Boris D.U.D.E. Johnson
L'élection d'un nouveau dirigeant pour le parti conservateur britannique s'est achevée hier. Boris Johnson l'a emporté de manière convaincante sur le deuxième candidat en lice, Jeremy Hunt. Dans le discours passionné qu'il a tenu à l'occasion de sa victoire, le nouveau premier ministre s'est tenu à carreau au sujet du Brexit. Boris Johnson a surtout mis en avant ses ambitieux projets d'avenir. Pour simplifier les choses, il les a regroupés sous un acronyme: "Deliver Brexit, Unite the UK, Defeat Corbyn, Energise Britain", autrement dit : D.U.D.E. Le premier projet ne nécessite pas trop d'explications. Boris Johnson s'est contenté de répéter que l'objectif est de faire sortir le pays de l'UE le 31 octobre. Mais dans cet acronyme, c'est surtout le "E" qui nous intrigue.
"Energise Britain". Une promesse assez vague qui laisse matière à interprétation. Selon nous, il faut y voir une allusion à des incitants fiscaux. Boris Johnson s'est en effet forgé durant sa carrière en tant que maire de Londres une réputation de généreux donateur (et dépensier). Dans sa campagne électorale, il a d'ailleurs misé habilement sur le thème fiscal en faisant miroiter des réductions d'impôts et une augmentation des dépenses publiques. Bien sûr, il devra pour ce faire obtenir le soutien du gouvernement qui doit encore être formé. Nous trouvons néanmoins que la fiscalité britannique est un thème sous-exposé dans le contexte du Brexit. Car somme toute, l'un ne va pas tout à fait sans l'autre, tant s'en faut.

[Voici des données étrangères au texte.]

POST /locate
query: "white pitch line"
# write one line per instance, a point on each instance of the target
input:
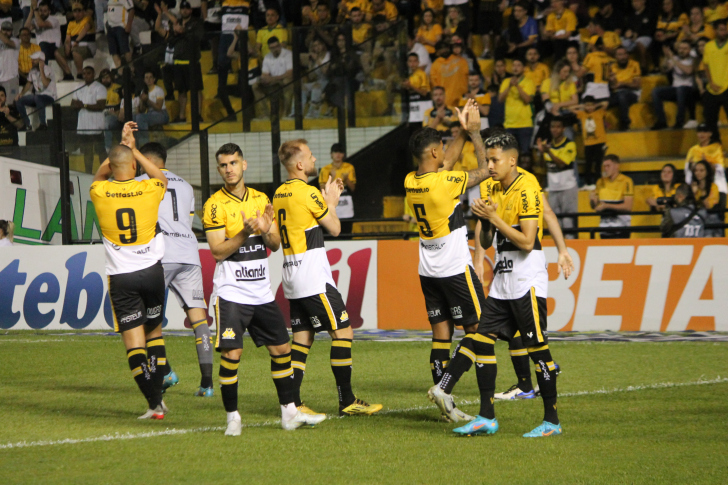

Jusqu'ici, le Brexit reste un écheveau impossible à démêler. Le Royaume-Uni demande une adaptation du filet de sécurité irlandais, une pierre d'achoppement au sein du parlement britannique. L'arrivée au pouvoir de Boris Johnson n'y changera assurément rien, mais l'UE se refuse jusqu'ici à une telle concession. En brandissant la menace d'un Brexit sans accord, le nouveau premier ministre essaie de mettre l'Europe au pied du mur. Sans trop de succès jusqu'ici. Avec 99 jours restants jusqu'à la date butoir (le 31 octobre), il semble donc que l'on se dirige plutôt vers un énième report. Le parlement britannique et l'opinion publique en ont cependant plus qu'assez de cette impasse. Les sondages électoraux récents, peu favorables au parti conservateur, sont à cet égard éloquents. Pourtant, Boris Johnson avait déjà évoqué la possibilité d'élections anticipées dans l'hypothèse où il accéderait au poste de premier ministre. Dans cette optique, un plan fiscal généreux serait à sa place. Cette perspective permet en tout cas de détourner ne serait-ce que temporairement l'attention du Brexit et de la menace constituée par le parti travailliste, et a fortiori par le parti du Brexit de Nigel Farage.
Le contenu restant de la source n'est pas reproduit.